On 08/06/12 19:00, Lars Aronsson wrote:
One problem is that I can't see which namespaces are "content" namespaces in any of the database dumps. I can only see this from the API, http://en.wikipedia.org/w/api.php?action=query&meta=siteinfo&siprop=...
The API only provides the current value, which can change over time. I can't get the value that was in effect when the database dump was generated.
That's not a problem. You can process anold dump with current contentness values.
What could have changed? * Namespace wasn't listed as content, but it is now. As the content of a namespace will be of the same kind, it was a bug that it wasn't flagged as content, so it's right to use the newer value.
* Namespace didn't exist before, it was added as content. No problem, a missing namespace doesn't affect results either way it's marked.

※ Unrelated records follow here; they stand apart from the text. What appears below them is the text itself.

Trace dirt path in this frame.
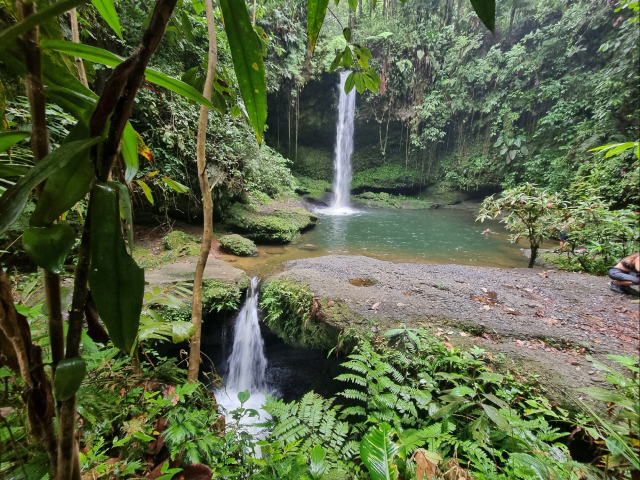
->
[278,255,639,402]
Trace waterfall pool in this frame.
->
[219,208,528,275]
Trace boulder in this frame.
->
[220,234,258,257]
[225,203,318,243]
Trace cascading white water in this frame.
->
[327,71,356,213]
[227,277,267,393]
[216,277,267,423]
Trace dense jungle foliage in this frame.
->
[0,0,640,480]
[266,0,639,206]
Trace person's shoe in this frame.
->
[609,282,627,293]
[617,285,639,297]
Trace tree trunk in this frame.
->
[188,0,219,382]
[529,245,539,268]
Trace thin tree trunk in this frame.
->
[188,0,218,382]
[528,245,538,268]
[69,8,89,88]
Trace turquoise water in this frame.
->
[220,204,528,275]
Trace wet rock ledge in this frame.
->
[265,255,639,402]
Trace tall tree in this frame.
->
[188,0,219,381]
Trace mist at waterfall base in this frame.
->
[318,71,356,215]
[202,278,344,423]
[216,277,274,422]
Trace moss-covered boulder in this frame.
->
[225,203,318,243]
[162,230,189,250]
[202,277,249,312]
[351,165,420,190]
[220,234,258,257]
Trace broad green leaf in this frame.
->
[342,45,353,68]
[89,182,144,353]
[478,372,504,383]
[122,122,138,183]
[229,105,242,118]
[356,72,367,93]
[482,403,509,430]
[367,68,382,85]
[114,182,133,255]
[509,452,555,480]
[220,0,267,143]
[238,390,251,403]
[0,0,87,51]
[40,40,219,111]
[136,180,155,205]
[0,137,102,233]
[0,163,31,178]
[181,10,193,42]
[0,130,31,153]
[162,177,189,193]
[171,322,196,343]
[449,385,476,397]
[91,0,122,39]
[471,0,496,33]
[29,122,95,227]
[53,357,87,402]
[360,423,399,480]
[344,72,356,94]
[307,0,330,54]
[22,223,76,273]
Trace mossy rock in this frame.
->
[225,203,318,243]
[162,230,189,250]
[351,165,420,190]
[220,234,258,257]
[202,279,249,313]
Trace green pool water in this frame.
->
[220,204,528,275]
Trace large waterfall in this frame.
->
[327,71,356,213]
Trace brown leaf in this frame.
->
[411,450,438,480]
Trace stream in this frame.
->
[219,207,528,276]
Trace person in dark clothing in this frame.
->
[609,253,640,295]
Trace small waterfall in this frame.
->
[327,71,356,213]
[227,277,267,396]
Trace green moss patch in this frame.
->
[220,234,258,257]
[162,230,189,250]
[225,203,318,243]
[202,280,248,312]
[351,165,420,189]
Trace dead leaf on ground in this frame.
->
[411,449,442,480]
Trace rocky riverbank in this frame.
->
[274,255,639,397]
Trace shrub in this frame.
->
[220,234,258,257]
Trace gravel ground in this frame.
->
[278,255,639,402]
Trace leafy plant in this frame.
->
[476,183,565,268]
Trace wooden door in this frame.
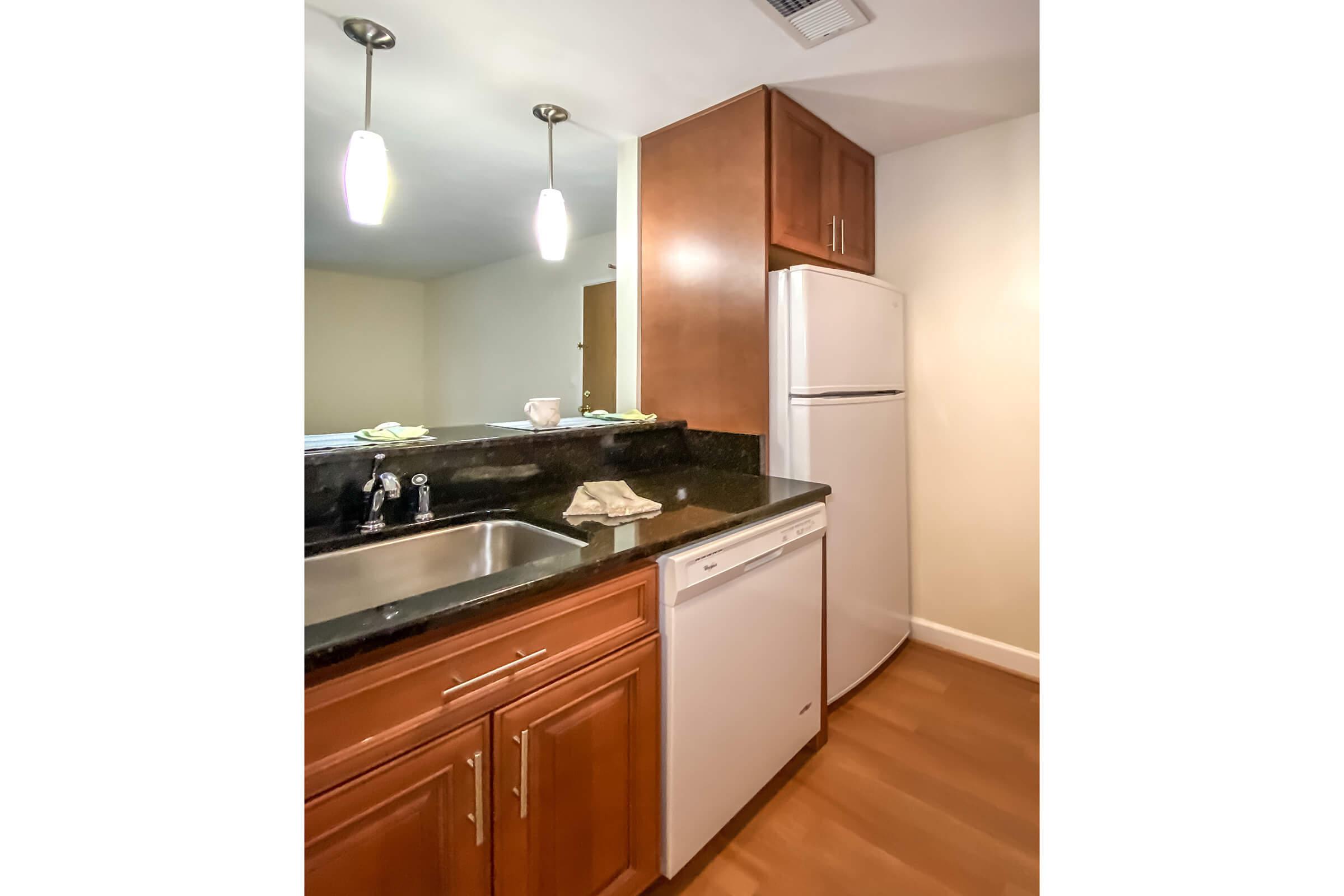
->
[829,134,876,274]
[494,636,661,896]
[579,279,615,411]
[304,718,491,896]
[770,90,840,258]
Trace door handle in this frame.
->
[514,728,527,818]
[742,544,783,572]
[466,750,485,846]
[444,647,545,700]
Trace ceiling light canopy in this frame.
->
[343,19,396,225]
[532,102,570,262]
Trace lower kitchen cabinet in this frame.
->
[493,638,660,896]
[304,718,491,896]
[304,564,661,896]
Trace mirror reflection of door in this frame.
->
[579,279,621,411]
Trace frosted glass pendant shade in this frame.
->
[346,130,387,225]
[536,188,570,262]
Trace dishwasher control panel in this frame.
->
[659,504,827,602]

* Namespace was listed as content, but now it isn't. Wouldn't happen, unless it was a shortly-lived config typo. Still, it's better to use newer data.
You should of course store the ns you treated as content with the filtered external link, but you're generating that file.
The biggest problem may be if many pages with external links in a pseudo-namespace moved to a real non-content namespace, as that would be detected as a lose of those links (because they shouldn't have been there).
Another problem is that I want to count links that I find in the File: (ns=6)
There's usually no content there (license templates, fair use rationales...). Given that you won't be correctly computing the external links from transcluded commons inmages, I wouldn't count it (except for commons, where images are the content).
and Portal: (mostly ns=100) namespaces,
I think these could be argued both ways. Do you see many externallinks from portal pages? I think they should list pages in the current wiki, so I wouldn't expect external links there.
but these aren't marked as content namespaces by the API. Shouldn't they be?
Is anybody else doing similar things? Do you have opinions on what should count as content?
Should I submit my script (300 lines of Perl) somewhere?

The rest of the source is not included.